People think that this practice is about learning how to always feel "serenity and equanimity" here in Samsara (the Buddhist term for this messed up world). It is not so simple. I do not want to feel "serenity and equanimity" when my kid is seriously sick, the cat dies, my spouse leaves me, the house is on fire.
Better said, I can learn to feel a "serenity and equanimity" so profound that I will feel a "serenity and equanimity" about the fact that I will be worried out of my mind when my kid is in the ER, I will cry when the cat dies, feel a broken heart sometimes, and I will be running on adrenaline in a fire, anything but feeling "serenity and equanimity" in that moment. We come to feel a certain "serenity and equanimity" with the fact that our heart mourns and screams because there are hungry children in the world who we must feed ... a "serenity and equanimity" with the mourning, screaming and feeding. Of course, I also feel "serenity and equanimity" about sometimes laughing with friends, celebrating my kids graduation, appreciating the beauty of this moment.
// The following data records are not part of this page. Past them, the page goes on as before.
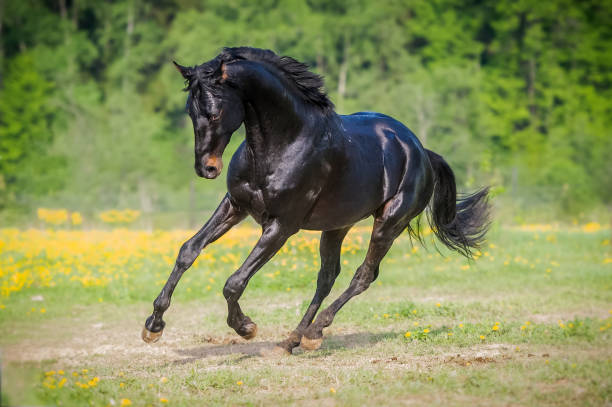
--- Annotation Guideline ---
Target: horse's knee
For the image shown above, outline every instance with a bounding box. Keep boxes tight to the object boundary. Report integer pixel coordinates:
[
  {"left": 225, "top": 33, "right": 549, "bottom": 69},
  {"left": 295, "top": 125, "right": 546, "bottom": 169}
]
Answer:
[{"left": 176, "top": 240, "right": 200, "bottom": 269}]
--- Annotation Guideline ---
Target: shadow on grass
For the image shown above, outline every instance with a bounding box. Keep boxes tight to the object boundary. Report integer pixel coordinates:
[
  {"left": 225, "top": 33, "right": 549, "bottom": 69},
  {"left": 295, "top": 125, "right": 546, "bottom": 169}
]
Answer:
[{"left": 173, "top": 332, "right": 401, "bottom": 365}]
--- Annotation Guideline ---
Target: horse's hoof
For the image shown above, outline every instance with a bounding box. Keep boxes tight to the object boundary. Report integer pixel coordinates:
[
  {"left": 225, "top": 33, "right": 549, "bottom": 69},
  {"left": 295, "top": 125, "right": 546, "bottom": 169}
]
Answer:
[
  {"left": 141, "top": 327, "right": 164, "bottom": 343},
  {"left": 261, "top": 345, "right": 291, "bottom": 357},
  {"left": 240, "top": 322, "right": 257, "bottom": 341},
  {"left": 300, "top": 336, "right": 323, "bottom": 350}
]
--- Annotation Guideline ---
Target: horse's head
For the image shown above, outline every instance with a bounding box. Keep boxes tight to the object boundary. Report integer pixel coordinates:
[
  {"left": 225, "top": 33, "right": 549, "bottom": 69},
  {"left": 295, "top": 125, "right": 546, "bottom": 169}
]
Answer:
[{"left": 174, "top": 58, "right": 244, "bottom": 179}]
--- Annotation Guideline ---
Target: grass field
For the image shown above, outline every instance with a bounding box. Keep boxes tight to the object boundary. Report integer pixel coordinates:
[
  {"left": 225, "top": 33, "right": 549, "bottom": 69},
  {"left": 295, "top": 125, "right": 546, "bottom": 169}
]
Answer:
[{"left": 0, "top": 224, "right": 612, "bottom": 406}]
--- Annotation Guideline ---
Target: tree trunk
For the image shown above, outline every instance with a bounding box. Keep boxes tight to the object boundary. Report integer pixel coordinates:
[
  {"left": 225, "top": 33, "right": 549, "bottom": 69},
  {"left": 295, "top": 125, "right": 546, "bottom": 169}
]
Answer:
[
  {"left": 527, "top": 57, "right": 536, "bottom": 117},
  {"left": 123, "top": 0, "right": 134, "bottom": 92},
  {"left": 338, "top": 35, "right": 349, "bottom": 113}
]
Our Zazen is to sit with "serenity" about the happy and sad and in between. We know "equanimity" about the times when life really lacks and when it is plentiful, right in a world of sometimes lack and sometimes plenty.
Alas, people run around to be happy all the time, rather than a wise "happy to be happy, and happy to be sad sometimes with tears rolling down my cheeks." A lot of these mindfulness and other meditation programs are promising people spiritual valium ... something that feels good for some minutes, but fails to get at the real existential "peace" that is at peace with how this life is not always peaceful! That is why we call it "Samsara" and not "the Pure Land/Heaven on Earth" all the time ... unless a wise eye can see that these are "not two."
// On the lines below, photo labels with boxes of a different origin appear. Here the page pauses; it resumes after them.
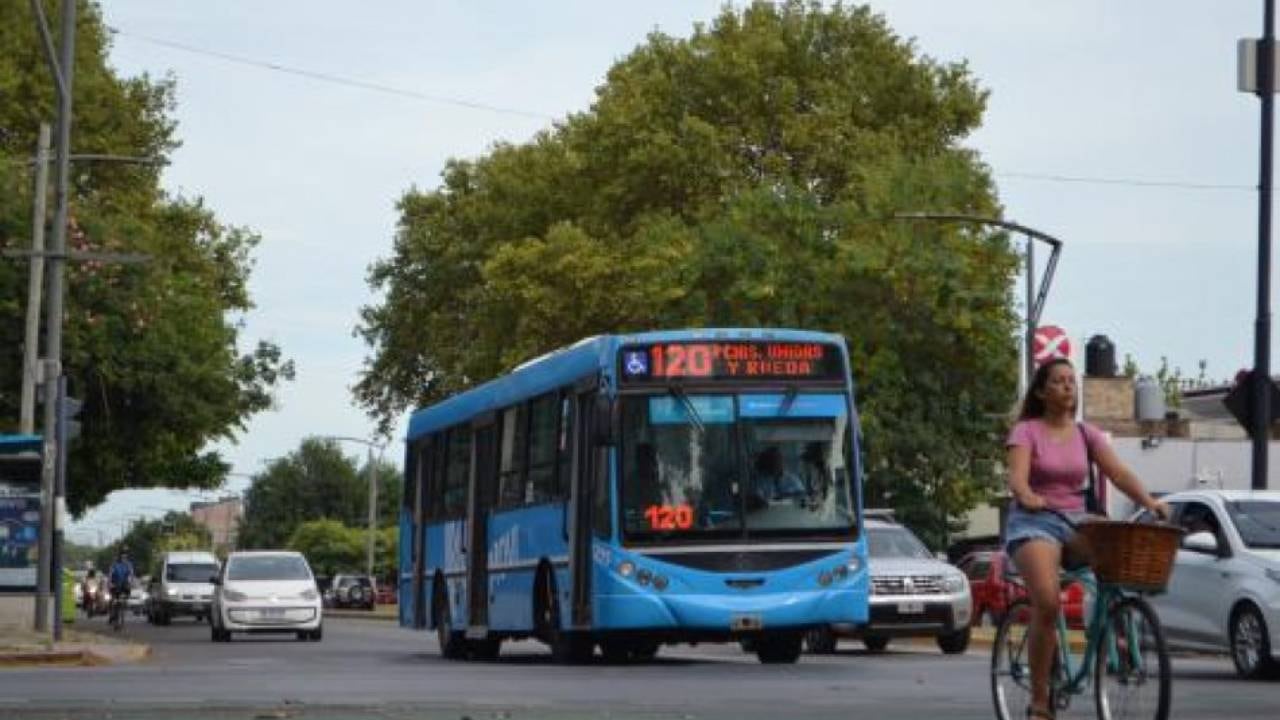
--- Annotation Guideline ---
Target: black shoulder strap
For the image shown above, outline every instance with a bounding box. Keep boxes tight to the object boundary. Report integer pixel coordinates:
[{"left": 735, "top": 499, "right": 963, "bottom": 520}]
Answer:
[{"left": 1075, "top": 423, "right": 1101, "bottom": 514}]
I wrote this elsewhere today, on Facebook, about some meditation program promising to help people "feel good, more confident, productive, creative."
The whole idea of meditation to "feel good, more confident, productive, creative" is the same "give me, make me, I want, more more more" mentality of desire and selfish Buddha-consumer spiritual materialism that Zazen is --NOT-- about. Pitiful. Another self-help book to put on the shelf.
People will always be attracted to meditation, or some self-help book or guru course or nightly informercial, that promises "feel good, more confident, productive, creative." I have no power to prevent that. My words are a feather in a hurricane. However, it is precisely my intention to remind them that there is something more, something more profound in all this, and that once they come in the door to "relax, be more time efficient, get that promotion at work" or whatever their intent is, they might consider that Zazen is actually about humanity's existential freedom from desire (how we want the world to be vs. its otherwise state), Non-Self, Emptiness, Illumination and Liberation in Samsara as the ending of Dukkha/Suffering.
Zazen offers a peace so much more profound. Thus, in Zazen, one sits as what is, letting what is be what is ... neither running away nor letting things imprison us.